Why can I put a cat in a list of animals?

Question

If lists are invariant, how come it's legal to append a Cat to a list[Animal]?

class Animal:
    def speak(self) -> None:
        print("*generic animal noises*")

class Cat(Animal):
    def speak(self) -> None:
        super().speak()
        print("also: meow")

animals: list[Animal] = [Animal(), Animal()]
animals.append(Cat())

Doesn't this require list to be covariant?

A list being invariant only means that you can't put a list of cats into a variable which stores a list of animals (or vice versa).

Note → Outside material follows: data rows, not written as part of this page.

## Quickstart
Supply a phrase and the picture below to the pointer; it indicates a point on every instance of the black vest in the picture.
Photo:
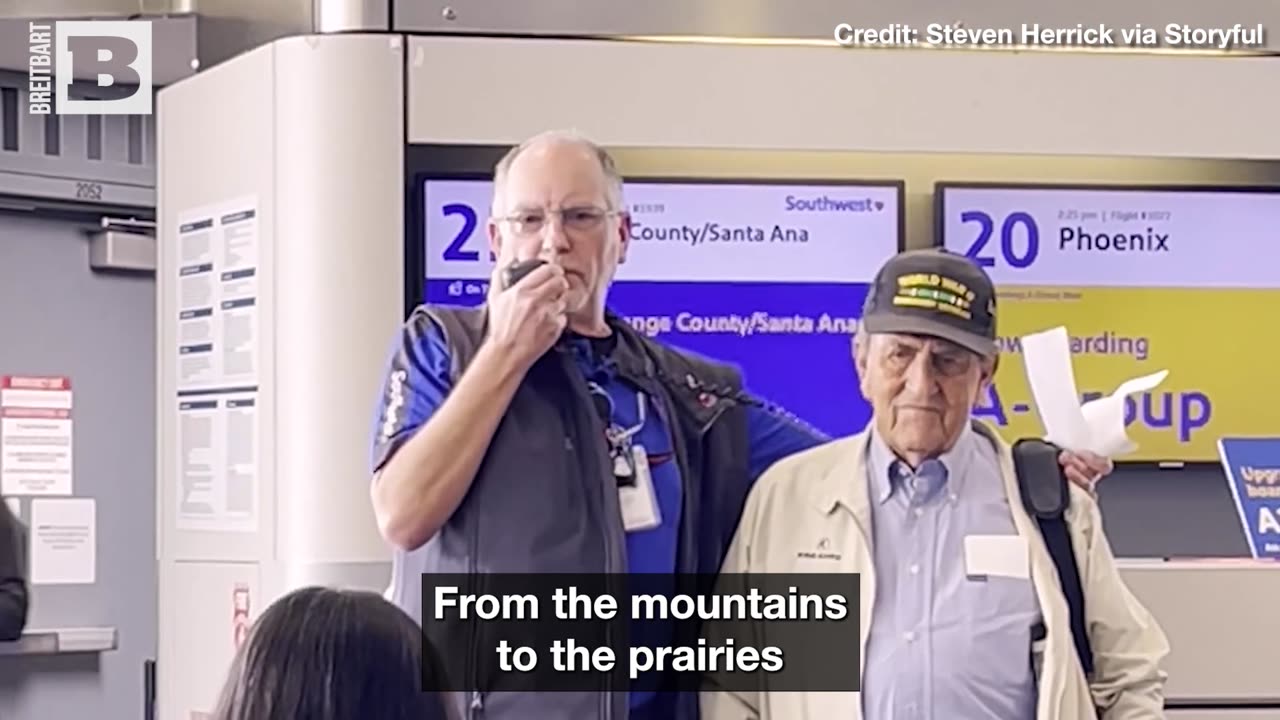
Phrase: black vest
(545, 501)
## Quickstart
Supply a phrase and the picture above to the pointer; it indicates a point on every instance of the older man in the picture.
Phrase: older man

It's still legal to put a cat into a variable which stores an animal:

cat: Cat = Cat()
animal: Animal = cat
and this is roughly what happens when you call animals.append(Cat()): animals.append expects an animal, and a cat is a perfectly fine animal:
cat: Cat = Cat()
animal: Animal = cat

animals.append(animal)

Does this break anything?

list is invariant because if it weren't, bad things could happen:

def add_pets(animals: list[Animal]) -> None:
    animals.append(Dog())
    animals.append(Dragon())

cats: list[Cat] = []
animals: list[Animal] = cats  # this is illegal!
add_pets(animals)  # ...because this would make the cats very uncomfortable

But if you put a Cat into a list of Animals, everything will be fine. You can only extract an Animal from the list, and a Cat will work whenever an Animal works (at least it should).